Martha Stewart (Martha Stewart Living Omnimedia) – Guilty

A federal appeals court in 2006 upheld conviction of Martha Stewart. The founder of the homemaking empire was released last March after serving five months in prison, and finished serving an additional five months and three weeks of home confinement at the end of August. She was convicted in federal court in 2004 of conspiracy, obstruction of justice and making false statements related to a personal sale of ImClone Systems stock. Her former broker at Merrill Lynch, Peter Bacanovic, served a five-month sentence.

Joseph Nacchio (Qwest Communications) – Indicted

Former Qwest CEO Joseph Nacchio was indicted in December 2005 on 42 counts of insider trading accusing him of illegally selling off $101 million in stock. In 2006, former Qwest executive Marc B. Weisberg was fined $250,000 and sentenced to 60 days of home detention after pleading guilty to wire fraud. He pleaded guilty last year to a single charge of wire fraud in a deal that requires him to cooperate with prosecutors trying to convict Mr. Nacchio.

Walter Forbes (Cendant) – Two Mistrials

Prosecutors plan to try the former Cendant Chairman for a third time on charges he participated in a massive fraud that cost the company and investors more than $3 billion. Mr. Forbes’s first two trials ended in mistrials — the second in February after a U.S. District Court jury in Hartford deliberated for 27 days without reaching a verdict. In the second trial, prosecutors reduced the number of charges from 16 to four — conspiracy to commit securities fraud, securities fraud and two counts of false reporting to the Securities and Exchange Commission. Mr. Forbes argued that he didn’t know about the fraud at the real-estate and travel-services company. Jurors in 2004 convicted Mr. Forbes’s co-defendant, former Cendant Vice Chairman E. Kirk Shelton, of conspiracy, mail fraud, wire fraud, securities fraud and making false statements to the SEC.

Martin Grass (Rite Aid) – Guilty

The former chief executive of Rite Aid Corp. was sentenced in 2004 to eight years in prison for his role in a massive accounting fraud at the drugstore chain his father co-founded. His sentence also included a $500,000 fine and three years’ probation. Five other executives were also found guilty. In August 2005, a federal court judge trimmed Mr. Grass’s sentence to seven years to reduce the disparity between his sentence and other defendants for similar crimes.

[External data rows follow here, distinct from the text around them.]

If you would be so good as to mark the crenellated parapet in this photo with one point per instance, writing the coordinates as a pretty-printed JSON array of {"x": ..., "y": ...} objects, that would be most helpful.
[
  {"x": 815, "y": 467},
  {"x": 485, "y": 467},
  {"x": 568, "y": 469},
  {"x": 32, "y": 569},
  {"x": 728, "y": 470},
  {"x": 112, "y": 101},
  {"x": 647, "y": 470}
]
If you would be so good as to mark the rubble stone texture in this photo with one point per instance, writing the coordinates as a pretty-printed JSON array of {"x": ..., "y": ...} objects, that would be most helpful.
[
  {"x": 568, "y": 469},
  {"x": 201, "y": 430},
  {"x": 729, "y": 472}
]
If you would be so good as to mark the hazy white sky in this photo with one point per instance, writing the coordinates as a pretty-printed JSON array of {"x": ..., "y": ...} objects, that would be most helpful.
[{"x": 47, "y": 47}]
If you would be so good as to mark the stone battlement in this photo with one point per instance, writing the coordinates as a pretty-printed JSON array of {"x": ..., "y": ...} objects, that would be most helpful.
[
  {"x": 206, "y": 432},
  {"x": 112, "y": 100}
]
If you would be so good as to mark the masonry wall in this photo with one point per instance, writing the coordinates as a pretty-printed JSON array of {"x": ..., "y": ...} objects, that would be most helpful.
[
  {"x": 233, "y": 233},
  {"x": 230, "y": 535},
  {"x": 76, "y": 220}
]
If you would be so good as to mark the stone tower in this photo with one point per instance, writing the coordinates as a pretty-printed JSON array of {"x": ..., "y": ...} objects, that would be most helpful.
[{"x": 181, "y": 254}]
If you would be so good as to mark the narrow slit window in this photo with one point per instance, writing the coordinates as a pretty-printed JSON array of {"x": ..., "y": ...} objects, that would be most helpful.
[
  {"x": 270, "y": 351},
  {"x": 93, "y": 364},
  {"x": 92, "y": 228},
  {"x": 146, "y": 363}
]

Jamie Olis (Dynegy) – Guilty

The former vice president of finance and attorney for Dynegy Inc. was convicted and sentenced to 24 years in prison without the chance of parole for his role in an accounting scheme dubbed Project Alpha. Two of his former colleagues reached plea agreements that included no more than five years in prison, but Mr. Olis maintained his innocence throughout and his case went to trial. In a significant reversal, a federal appellate court in 2005 threw out the sentence. Mr. Olis was to be re-sentenced in January 2006, but U.S. District Judge Sim Lake decided to hold off until experts hash out how long Mr. Olis should remain behind bars. Mr. Olis has been in prison since May 2004.